Nichtsdestotrotz bin ich am Überlegen, ob ich wegen der Hashi-Sache nicht noch einen anderen Arzt aufsuchen soll. Die Endo-Abt. in der ich regelmässig bin, ist in der Uni-Frauenklinik. Von Benita aber weiss ich, dass es auch eine Endo-Abt. in der Inneren Medizin der Uni-Klinik Erlangen gibt. Meine Endo und die dort haben wegen mir zwar schon Kontakt aufgenommen, aber vielleicht bringt das mehr, wenn ich mich selber kümmere. Andererseits will ich auch nicht als Hypochonder dastehen, falls der Verdacht auf Hashi sich nun doch nicht erhärtet. Ich werde wohl mal die Ergebnisse abwarten und dann entscheiden.

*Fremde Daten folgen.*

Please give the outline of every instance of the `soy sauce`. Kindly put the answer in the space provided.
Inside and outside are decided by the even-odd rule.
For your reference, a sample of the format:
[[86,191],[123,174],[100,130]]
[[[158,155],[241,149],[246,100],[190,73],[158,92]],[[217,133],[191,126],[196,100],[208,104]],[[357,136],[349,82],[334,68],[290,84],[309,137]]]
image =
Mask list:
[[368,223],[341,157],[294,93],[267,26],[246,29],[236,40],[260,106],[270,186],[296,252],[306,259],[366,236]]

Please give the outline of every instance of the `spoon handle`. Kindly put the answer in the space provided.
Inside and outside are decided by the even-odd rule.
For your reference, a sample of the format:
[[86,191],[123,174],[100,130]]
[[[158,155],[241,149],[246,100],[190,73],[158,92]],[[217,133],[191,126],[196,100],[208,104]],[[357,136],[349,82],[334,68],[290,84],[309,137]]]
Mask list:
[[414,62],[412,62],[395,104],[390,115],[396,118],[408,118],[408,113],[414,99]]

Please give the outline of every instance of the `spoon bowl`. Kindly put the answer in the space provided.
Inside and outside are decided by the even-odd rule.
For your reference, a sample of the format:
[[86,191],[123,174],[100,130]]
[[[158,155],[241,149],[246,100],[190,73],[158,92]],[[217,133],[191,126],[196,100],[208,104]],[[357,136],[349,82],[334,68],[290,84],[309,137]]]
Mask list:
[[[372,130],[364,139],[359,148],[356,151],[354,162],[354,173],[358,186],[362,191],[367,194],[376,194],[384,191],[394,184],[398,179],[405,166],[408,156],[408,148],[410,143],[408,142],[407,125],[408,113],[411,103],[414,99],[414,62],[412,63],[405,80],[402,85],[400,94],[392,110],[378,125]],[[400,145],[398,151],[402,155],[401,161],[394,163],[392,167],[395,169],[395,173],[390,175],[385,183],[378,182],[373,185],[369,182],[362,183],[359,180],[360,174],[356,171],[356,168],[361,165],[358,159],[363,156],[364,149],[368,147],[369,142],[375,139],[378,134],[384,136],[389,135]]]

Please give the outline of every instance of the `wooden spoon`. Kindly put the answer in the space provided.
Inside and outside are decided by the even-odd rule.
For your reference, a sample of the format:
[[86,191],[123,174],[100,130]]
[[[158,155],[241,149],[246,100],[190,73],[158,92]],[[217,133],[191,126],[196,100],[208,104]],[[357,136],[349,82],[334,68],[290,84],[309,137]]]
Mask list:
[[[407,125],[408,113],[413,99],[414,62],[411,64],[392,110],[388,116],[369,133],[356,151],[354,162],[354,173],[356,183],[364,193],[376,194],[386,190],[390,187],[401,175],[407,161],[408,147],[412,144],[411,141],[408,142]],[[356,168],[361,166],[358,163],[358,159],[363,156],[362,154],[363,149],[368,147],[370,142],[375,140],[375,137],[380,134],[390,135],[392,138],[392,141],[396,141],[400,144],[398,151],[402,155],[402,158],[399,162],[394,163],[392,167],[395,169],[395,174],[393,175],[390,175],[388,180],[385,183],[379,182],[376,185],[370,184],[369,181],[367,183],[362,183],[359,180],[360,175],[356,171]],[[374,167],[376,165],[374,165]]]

Schlimm ist für mich halt, dass ich einmal mehr gemerkt habe, dass ich wohl immer und immer mein Leben komplett kontrollieren muss, damit diese ganzen Sachen nicht eskalieren. Ich halte mir vor Augen, dass ich bis vor 3 Jahren garnicht wusste dass ich PMS habe und von allen Ärzten als "Reif für die Klapse" abgestempelt wurde. So gesehen bin ich doch ein ganzes Stück weitergekommen. Aber ich sage Euch, es ist soooooo anstrengend und manchmal habe ich einfach keine Kraft mehr. Aber auch da erzähle ich Euch wohl nix Neues. Das wird Euch sicher auch öfter so gehen. Trotzdem muss das mal raus aus mir, auch wenn ich einen tollen Mann habe, der mich dann immer wieder auffängt.
Für Eure Hilfe will ich nochmal Danke sagen.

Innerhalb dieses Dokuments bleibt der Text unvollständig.